You are viewing version 1.0.0 of this page. Click here to view the latest version.

Directing, vs. limiting, vs. opposing

Written by Eliezer Yudkowsky last updated
You are viewing revision 1.0.0, last edited by Eliezer Yudkowsky

'Aligning' versus 'limiting' versus 'opposing' is a proposed conceptual distinction between ways of getting good outcomes and avoiding bad outcomes, when running a sufficiently advanced Artificial General Intelligence:

  • Alignment means the AGI wants to do the right thing in a domain;
  • Limitation is having the AGI only think or act in safe domains;
  • Opposition is when we try to prevent the AGI from acting successfully, assuming that it would act and act wrongly given the power to do so.

For example:

  • A successfully aligned AI, given full Internet access, will do good things rather than bad things using Internet access;
  • A limited AI, suddenly given an Internet feed, will not do anything with that Internet access, because its programmers haven't whitelisted this new domain for being okay to think about;
  • Opposition is airgapping the AI from the Internet and then putting the AI's processors inside a Faraday cage, in the hope that even if the AI wants to get to the Internet, the AI won't be able to e.g. produce GSM cellphone signals by cleverly modulating its memory accesses.

Not running adversarial searches

Under the Agents_as_searches view, we can see an agent as embodying computations that search out actions within a domain. The non-adversarial principle then says that we should not be running a search which is looking for ways to hurt us.

We can achieve this desideratum in one of two ways:

  • The AI is sufficiently nice / value-aligned that it's okay for the AI to think about this domain / run searches here; whatever the AI is searching for, we don't mind if that search succeeds.
  • The AI is not aligned in this domain and therefore should not be running searches here--we didn't finish the alignment here, and therefore, we shouldn't be running this computation.

If both of these measures fail, then as a fallback second line of defense, we could try to make that search not find anything.

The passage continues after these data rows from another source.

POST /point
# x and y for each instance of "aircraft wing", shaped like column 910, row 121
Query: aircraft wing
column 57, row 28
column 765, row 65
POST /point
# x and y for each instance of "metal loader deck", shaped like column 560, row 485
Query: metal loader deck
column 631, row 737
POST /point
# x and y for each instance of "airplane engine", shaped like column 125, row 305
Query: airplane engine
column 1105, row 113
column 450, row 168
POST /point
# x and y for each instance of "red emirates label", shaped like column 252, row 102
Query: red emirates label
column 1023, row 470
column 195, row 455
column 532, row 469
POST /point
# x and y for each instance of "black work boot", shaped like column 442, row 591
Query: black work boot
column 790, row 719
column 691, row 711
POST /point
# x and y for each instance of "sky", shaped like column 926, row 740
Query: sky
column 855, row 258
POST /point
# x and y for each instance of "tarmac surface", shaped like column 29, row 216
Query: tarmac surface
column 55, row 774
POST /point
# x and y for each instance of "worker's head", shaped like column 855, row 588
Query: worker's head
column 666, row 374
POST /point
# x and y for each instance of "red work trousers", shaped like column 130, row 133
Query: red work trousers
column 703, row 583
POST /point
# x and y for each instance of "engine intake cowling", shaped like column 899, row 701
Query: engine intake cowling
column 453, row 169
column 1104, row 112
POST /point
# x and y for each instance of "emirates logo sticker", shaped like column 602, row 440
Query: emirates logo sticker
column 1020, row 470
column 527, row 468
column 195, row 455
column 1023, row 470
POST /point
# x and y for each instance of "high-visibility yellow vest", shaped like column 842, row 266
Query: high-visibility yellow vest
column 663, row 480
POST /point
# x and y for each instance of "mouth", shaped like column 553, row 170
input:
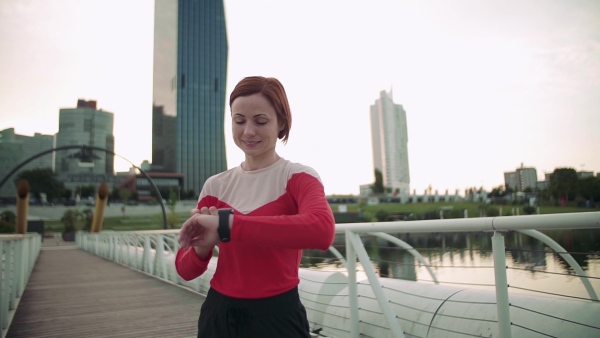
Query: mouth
column 251, row 143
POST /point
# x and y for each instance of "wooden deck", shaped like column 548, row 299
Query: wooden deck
column 72, row 293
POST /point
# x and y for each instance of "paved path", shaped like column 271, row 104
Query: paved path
column 72, row 293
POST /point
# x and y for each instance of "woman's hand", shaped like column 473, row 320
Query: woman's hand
column 200, row 230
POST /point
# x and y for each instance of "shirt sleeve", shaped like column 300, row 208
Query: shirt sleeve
column 189, row 265
column 187, row 262
column 312, row 227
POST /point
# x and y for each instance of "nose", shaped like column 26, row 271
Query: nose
column 249, row 129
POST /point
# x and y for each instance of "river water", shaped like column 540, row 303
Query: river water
column 466, row 259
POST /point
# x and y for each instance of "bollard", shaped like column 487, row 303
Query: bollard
column 22, row 206
column 101, row 200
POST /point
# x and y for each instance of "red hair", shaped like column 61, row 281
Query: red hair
column 273, row 91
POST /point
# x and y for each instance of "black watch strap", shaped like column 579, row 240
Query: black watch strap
column 224, row 233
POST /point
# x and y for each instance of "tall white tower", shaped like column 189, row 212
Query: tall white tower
column 389, row 137
column 85, row 125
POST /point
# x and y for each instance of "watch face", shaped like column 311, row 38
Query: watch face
column 224, row 224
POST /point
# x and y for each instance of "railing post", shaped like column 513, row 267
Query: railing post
column 352, row 286
column 384, row 303
column 502, row 303
column 146, row 263
column 160, row 268
column 3, row 287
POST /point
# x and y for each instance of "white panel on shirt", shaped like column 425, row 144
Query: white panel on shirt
column 245, row 191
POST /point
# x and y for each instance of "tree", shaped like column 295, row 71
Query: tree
column 42, row 181
column 124, row 195
column 71, row 220
column 378, row 187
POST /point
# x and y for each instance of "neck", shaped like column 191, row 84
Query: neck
column 252, row 163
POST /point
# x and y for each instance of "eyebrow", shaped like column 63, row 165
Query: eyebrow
column 257, row 115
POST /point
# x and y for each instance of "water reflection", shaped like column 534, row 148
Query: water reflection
column 466, row 258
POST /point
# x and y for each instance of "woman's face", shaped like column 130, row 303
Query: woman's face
column 255, row 127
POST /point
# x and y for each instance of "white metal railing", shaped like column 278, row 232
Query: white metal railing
column 18, row 254
column 153, row 252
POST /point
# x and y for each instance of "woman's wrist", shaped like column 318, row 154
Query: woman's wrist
column 203, row 253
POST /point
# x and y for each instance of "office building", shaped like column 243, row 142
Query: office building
column 85, row 125
column 389, row 137
column 14, row 149
column 521, row 179
column 190, row 70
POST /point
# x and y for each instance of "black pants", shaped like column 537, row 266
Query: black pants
column 279, row 316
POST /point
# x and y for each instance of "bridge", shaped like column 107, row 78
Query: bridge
column 123, row 284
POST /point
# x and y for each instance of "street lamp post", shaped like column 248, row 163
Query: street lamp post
column 84, row 156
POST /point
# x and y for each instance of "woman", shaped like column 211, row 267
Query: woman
column 261, row 214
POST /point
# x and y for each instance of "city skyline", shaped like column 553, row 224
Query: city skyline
column 487, row 86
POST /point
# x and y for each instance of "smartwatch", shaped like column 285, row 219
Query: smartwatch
column 224, row 232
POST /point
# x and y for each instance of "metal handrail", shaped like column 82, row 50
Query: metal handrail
column 355, row 251
column 18, row 254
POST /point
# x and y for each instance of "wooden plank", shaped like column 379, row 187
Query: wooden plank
column 72, row 293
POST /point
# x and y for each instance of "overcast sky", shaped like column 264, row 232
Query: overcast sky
column 486, row 85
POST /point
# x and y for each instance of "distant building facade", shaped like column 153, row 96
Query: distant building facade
column 89, row 126
column 521, row 179
column 190, row 70
column 389, row 137
column 14, row 149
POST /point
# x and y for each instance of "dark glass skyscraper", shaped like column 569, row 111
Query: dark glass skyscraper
column 190, row 70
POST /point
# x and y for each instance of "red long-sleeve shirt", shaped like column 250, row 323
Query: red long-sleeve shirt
column 278, row 211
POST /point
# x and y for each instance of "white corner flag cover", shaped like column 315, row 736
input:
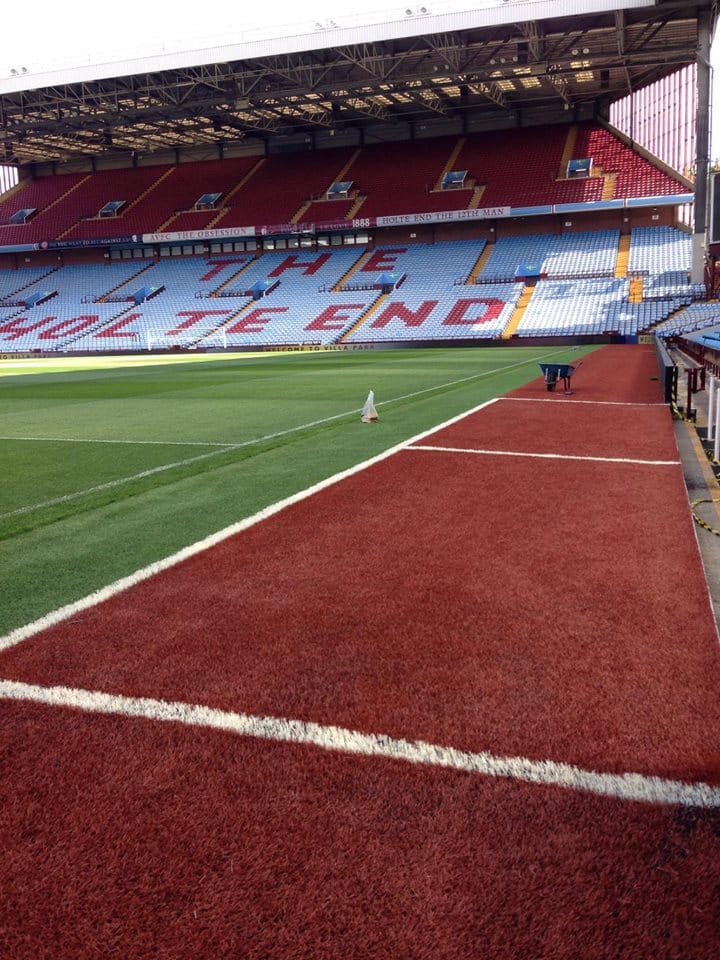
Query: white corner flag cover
column 369, row 413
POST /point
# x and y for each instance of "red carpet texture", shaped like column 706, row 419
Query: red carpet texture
column 523, row 607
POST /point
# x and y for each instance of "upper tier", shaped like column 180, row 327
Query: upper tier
column 509, row 168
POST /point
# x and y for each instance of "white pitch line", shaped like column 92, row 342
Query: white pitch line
column 546, row 456
column 159, row 443
column 124, row 583
column 628, row 786
column 594, row 403
column 111, row 484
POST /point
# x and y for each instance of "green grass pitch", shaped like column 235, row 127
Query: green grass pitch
column 108, row 464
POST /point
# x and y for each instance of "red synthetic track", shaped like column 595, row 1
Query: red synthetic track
column 140, row 840
column 525, row 607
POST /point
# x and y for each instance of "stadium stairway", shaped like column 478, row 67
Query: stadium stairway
column 476, row 197
column 635, row 293
column 118, row 286
column 568, row 152
column 236, row 189
column 59, row 200
column 224, row 323
column 373, row 308
column 517, row 314
column 363, row 258
column 480, row 265
column 449, row 163
column 623, row 257
column 229, row 282
column 609, row 185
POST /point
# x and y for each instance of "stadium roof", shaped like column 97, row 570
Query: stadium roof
column 418, row 66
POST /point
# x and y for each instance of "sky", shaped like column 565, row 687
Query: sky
column 85, row 31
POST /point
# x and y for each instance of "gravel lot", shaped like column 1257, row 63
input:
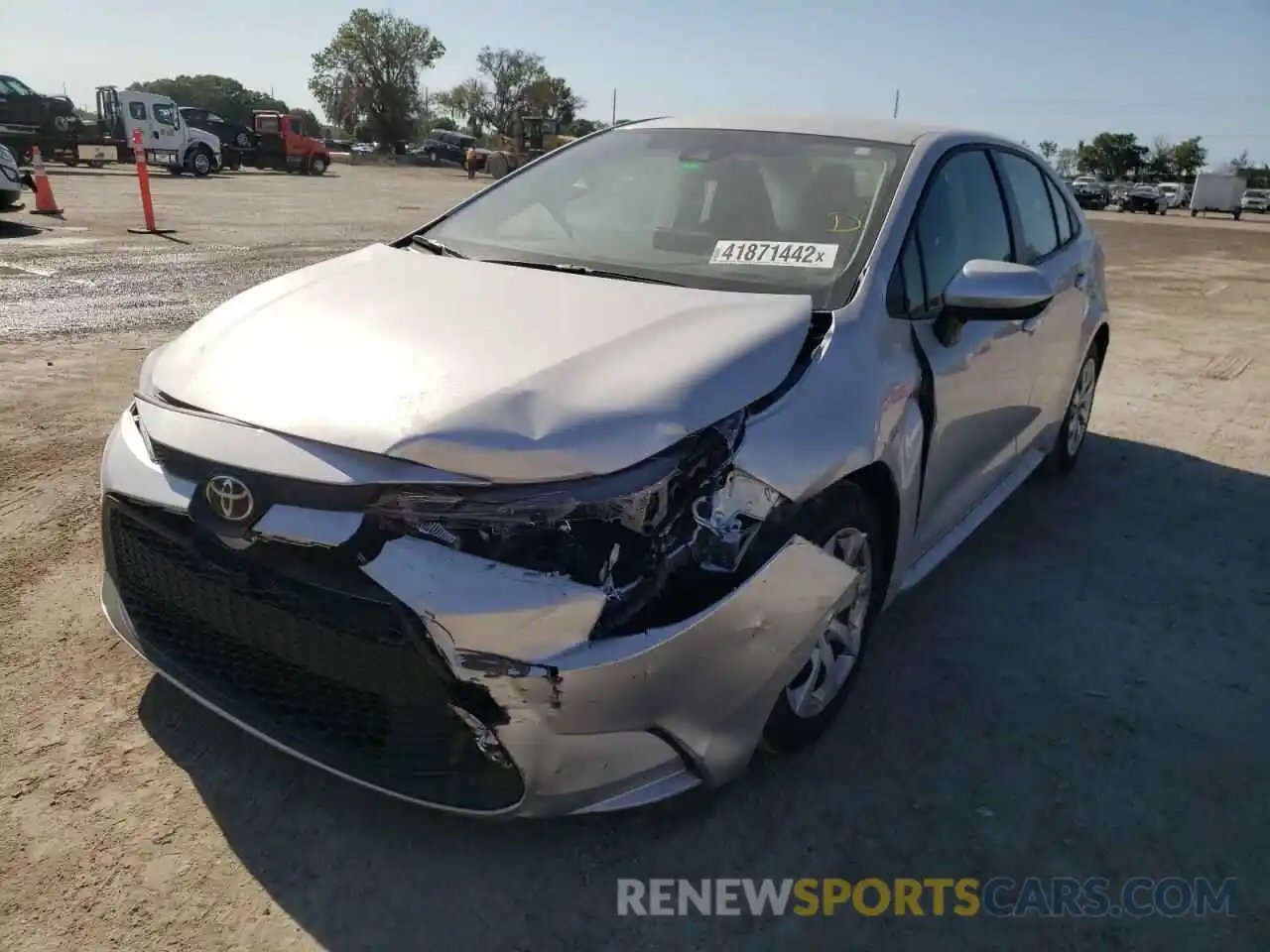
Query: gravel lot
column 1080, row 690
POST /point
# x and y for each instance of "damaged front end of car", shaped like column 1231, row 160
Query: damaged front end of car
column 661, row 539
column 493, row 648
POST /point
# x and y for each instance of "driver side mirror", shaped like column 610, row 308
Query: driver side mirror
column 996, row 291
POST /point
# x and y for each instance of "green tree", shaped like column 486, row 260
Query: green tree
column 554, row 99
column 368, row 73
column 1239, row 166
column 470, row 103
column 1111, row 155
column 220, row 94
column 1189, row 157
column 1160, row 162
column 509, row 75
column 1065, row 163
column 584, row 127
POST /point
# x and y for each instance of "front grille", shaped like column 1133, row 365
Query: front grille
column 340, row 674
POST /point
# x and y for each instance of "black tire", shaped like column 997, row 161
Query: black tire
column 1064, row 457
column 200, row 162
column 844, row 507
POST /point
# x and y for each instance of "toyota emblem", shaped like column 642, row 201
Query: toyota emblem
column 230, row 498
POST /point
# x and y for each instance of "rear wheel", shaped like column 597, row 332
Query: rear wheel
column 843, row 522
column 1076, row 421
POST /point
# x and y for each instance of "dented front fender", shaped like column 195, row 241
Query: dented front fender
column 589, row 720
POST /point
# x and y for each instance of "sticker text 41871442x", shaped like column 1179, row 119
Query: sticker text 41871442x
column 786, row 254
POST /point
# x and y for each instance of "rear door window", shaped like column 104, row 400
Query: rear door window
column 1062, row 212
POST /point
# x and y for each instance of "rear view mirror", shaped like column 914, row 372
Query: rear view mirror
column 997, row 291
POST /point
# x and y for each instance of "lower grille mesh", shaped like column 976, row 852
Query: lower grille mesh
column 338, row 674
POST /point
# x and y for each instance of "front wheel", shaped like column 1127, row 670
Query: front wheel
column 1076, row 420
column 843, row 522
column 200, row 162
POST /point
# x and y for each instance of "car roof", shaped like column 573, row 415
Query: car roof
column 810, row 125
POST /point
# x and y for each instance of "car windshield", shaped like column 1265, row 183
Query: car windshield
column 16, row 86
column 711, row 208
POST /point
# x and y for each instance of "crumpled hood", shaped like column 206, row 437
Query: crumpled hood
column 490, row 371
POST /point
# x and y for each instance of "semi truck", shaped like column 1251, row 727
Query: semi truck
column 1216, row 193
column 169, row 143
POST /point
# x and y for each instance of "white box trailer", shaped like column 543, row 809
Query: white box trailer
column 1216, row 193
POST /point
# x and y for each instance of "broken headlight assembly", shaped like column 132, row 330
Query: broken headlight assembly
column 662, row 538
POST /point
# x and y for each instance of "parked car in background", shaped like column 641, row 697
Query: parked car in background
column 452, row 148
column 1175, row 191
column 1144, row 198
column 720, row 390
column 1092, row 195
column 23, row 111
column 227, row 131
column 1256, row 199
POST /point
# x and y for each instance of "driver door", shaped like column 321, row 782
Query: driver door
column 167, row 132
column 982, row 370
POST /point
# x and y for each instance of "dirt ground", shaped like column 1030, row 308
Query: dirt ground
column 1079, row 692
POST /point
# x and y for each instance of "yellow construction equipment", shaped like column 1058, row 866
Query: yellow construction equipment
column 529, row 137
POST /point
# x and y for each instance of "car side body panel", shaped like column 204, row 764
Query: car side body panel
column 858, row 402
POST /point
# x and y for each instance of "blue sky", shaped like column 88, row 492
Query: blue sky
column 1026, row 68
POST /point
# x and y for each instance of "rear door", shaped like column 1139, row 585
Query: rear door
column 982, row 371
column 1049, row 238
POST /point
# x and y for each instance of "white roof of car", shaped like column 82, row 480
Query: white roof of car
column 842, row 126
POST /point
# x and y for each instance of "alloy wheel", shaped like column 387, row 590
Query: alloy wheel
column 834, row 654
column 1082, row 405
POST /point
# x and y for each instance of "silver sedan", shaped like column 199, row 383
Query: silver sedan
column 576, row 495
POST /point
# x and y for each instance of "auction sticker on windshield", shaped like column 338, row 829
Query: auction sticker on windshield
column 788, row 254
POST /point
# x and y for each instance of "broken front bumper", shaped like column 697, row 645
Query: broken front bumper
column 443, row 678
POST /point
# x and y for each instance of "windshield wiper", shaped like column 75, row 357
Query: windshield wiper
column 436, row 246
column 570, row 268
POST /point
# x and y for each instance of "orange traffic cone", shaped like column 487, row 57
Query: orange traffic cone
column 45, row 200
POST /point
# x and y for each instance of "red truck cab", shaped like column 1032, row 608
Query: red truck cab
column 282, row 144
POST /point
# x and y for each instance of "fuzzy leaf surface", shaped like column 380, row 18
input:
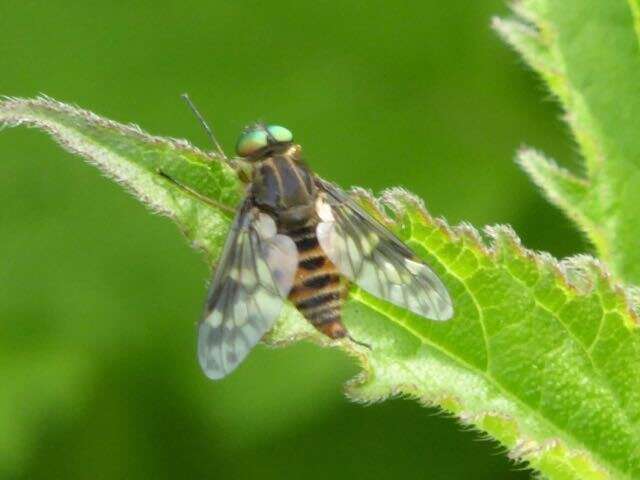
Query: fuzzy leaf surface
column 542, row 355
column 588, row 54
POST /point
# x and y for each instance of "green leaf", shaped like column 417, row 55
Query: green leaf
column 588, row 53
column 542, row 355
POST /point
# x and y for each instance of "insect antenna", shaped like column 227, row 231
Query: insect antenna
column 204, row 124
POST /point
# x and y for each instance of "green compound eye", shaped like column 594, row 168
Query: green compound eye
column 254, row 139
column 281, row 134
column 251, row 141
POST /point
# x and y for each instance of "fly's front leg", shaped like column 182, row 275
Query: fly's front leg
column 197, row 195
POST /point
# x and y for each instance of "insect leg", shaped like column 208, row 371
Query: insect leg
column 198, row 196
column 362, row 344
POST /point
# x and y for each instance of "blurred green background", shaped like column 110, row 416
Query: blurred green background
column 99, row 298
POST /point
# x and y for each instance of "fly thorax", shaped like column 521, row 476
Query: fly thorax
column 285, row 187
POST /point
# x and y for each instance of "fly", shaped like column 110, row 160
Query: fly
column 298, row 237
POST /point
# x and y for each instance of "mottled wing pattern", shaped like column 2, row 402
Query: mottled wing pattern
column 253, row 278
column 370, row 255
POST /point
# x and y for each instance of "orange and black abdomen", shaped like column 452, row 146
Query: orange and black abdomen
column 318, row 290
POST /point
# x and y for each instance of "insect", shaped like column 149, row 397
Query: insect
column 298, row 237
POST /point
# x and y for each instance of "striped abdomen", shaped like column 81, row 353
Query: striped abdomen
column 317, row 290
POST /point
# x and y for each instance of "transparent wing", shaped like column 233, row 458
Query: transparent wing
column 370, row 255
column 253, row 278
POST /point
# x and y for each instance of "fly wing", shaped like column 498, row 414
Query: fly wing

For example: The non-adversarial principle implies that if you build a shutdown button for the AI that suspends the AI to disk when pressed, you must also ensure:

  • That the AI wants there to be a shutdown button;
  • That the AI wants the state of this shutdown switch to reflect the dynamic decisions of the human operators;
  • That the AI does not want to influence the operators to press the switch or not press it;
  • That the AI does not want to cause anything besides an orderly suspend-to-disk to happen after this switch is pressed.

Or:

The first set of measures would be 'alignment'--if those measures work, it's okay for the AI to think here because we think those thoughts are pointed in the right direction. The second approach would be limitation--we don't think the AI's computations are aligned inside this domain yet, so until then, we shouldn't be running computations there.

As a final, strictly fallback line of defense, you could put a big red lever in the computing center that shut off all the electricity even if the AI was failing to suspend to disk. (But you're not relying on this working; it's just there as a maybe-it-might-work measure that might buy you a little more probable safety even if the primary lines of defense failed.)

Relation to other non-adversarial ideas

The alignment/limitation/opposition distinction can help state other ideas from the AI safety mindset. For example:

The principle niceness is the first line of defense can be rephrased as follows: When designing an AGI, we should imagine that all 'oppositional' measures are absent or failed, and think only about 'alignment' and 'limitation'. Any oppositional measures are then added on top of that, just in case.

Similarly, the Omnipotence test for AI safety says that when thinking through our primary design for alignment, we should think as if the AGI just will get Internet access on some random Tuesday. This says that we should design an AGI that is limited by not wanting to act in newly opened domains without some programmer action, rather than relying on the AI to be unable to reach the Internet until we've finished aligning it--even if we plan to later align it sufficiently.